Hayat en iyi öğretmendir
Hayat iyi bir öğretmen ve iyi bir dosttur. Her şeyin geçici ve dönüşüm içerisinde olduğunu fark edip elde ettiğimiz sonuçların hayallerimizdekiyle bir olamayacağını idrak etmek önemlidir. İşler istediğimiz gibi yolunda gitmediğinde, kafamızda beklediğimiz gibi olmadığında hayatın bizim dostumuz olduğunu unutmamalı, kalplerimizi ve zihinlerimizi açık tutmalıyız. Çünkü tüm bu deneyimler bizim gelişmemiz ve olgunlaşmamız için var.
meditasyon yapmak.
Meditasyon sadece kendimizi iyi hissetmek için yaptığımız bir pratik değildir. Meditasyon sonunda kendinizi iyi hissedeceğinizi düşünerek meditasyona oturmak, meditasyondan kalktığımızda başarısız hissetmemize neden olabilir. Meditasyon sırasında her dikkatimiz dağıldığında, yanlış yaptığımızı ve beceremediğimizi düşünürüz. Halbuki en deneyimli meditasyon ustaları bile aynı süreçleri tekrar tekrar yaşamaktadır.
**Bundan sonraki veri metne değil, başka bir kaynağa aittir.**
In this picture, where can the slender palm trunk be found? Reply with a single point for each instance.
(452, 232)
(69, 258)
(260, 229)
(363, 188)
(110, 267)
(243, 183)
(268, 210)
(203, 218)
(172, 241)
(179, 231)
Meditasyon kendimizi olduğumuz gibi, tüm hatalarımız ve kusurlarımızla, koşulsuz olarak kabul etmek için var.
İnsanoğlu olarak hep mutlu olmamız gerektiğini düşünür, karşımıza zorluklar çıktığında sadece bizim başımıza geliyormuş gibi hisseder “neden ben?” diye sorarız. Ama güçlükler ve baş etmemiz gereken zor durumlar hayatımızın bir parçasıdır. Ölüm, yaşlanmak, hastalıklar, istediğimiz şeyleri elde edememek, istemediğimiz şeylerin başımıza gelmesi hep hayatın gerçekleridir. Bizi mutsuz eden hayatın zorlukları değil, bu zorluklardan kaçmak, acılardan yüzleşmemek ve devamlı mutlu olma beklentimizdir. Gerçek değişimi sağlayan bu zorluklarla yüzleşip baş edebilme cesaretidir.
Cesaret
Her zaman mutluluğun ve garantinin peşinde koşup zorluklardan, güçlüklerden ve rahatsızlıklardan kaçarsak her zaman mutsuzluğun ve hayal kırıklığının kısır döngüsünde sıkışıp kalırız. Giderek kendimizi daha zayıf ve güçsüz hissederiz. Kendimize “mutluluğu ve güvenliği nasıl bulabilirim?” sorusu yerine yaşadığımız durumdan kaçmadan “bu acı ve mutsuzluktan ne öğrenebilirim?” dersek gerçek cesareti filizlendirmiş ve büyütmüş oluruz.
Her şey geçici
Zihnimizdeki tüm düşünceler, günler, geceler, durumlar, hayatın halleri, başarılar, başarısızlıklar geçicidir. Kendimizle ilgili herhangi bir sabit fikre kapılıp tutunduğumuz zaman bu bize zarar verir. Özellikle bizi mutsuz eden olaylar karşısında her zaman her şeyin geçici olduğunu kendimize hatırlatarak kendimizi hayatın akışına teslim etmeliyiz.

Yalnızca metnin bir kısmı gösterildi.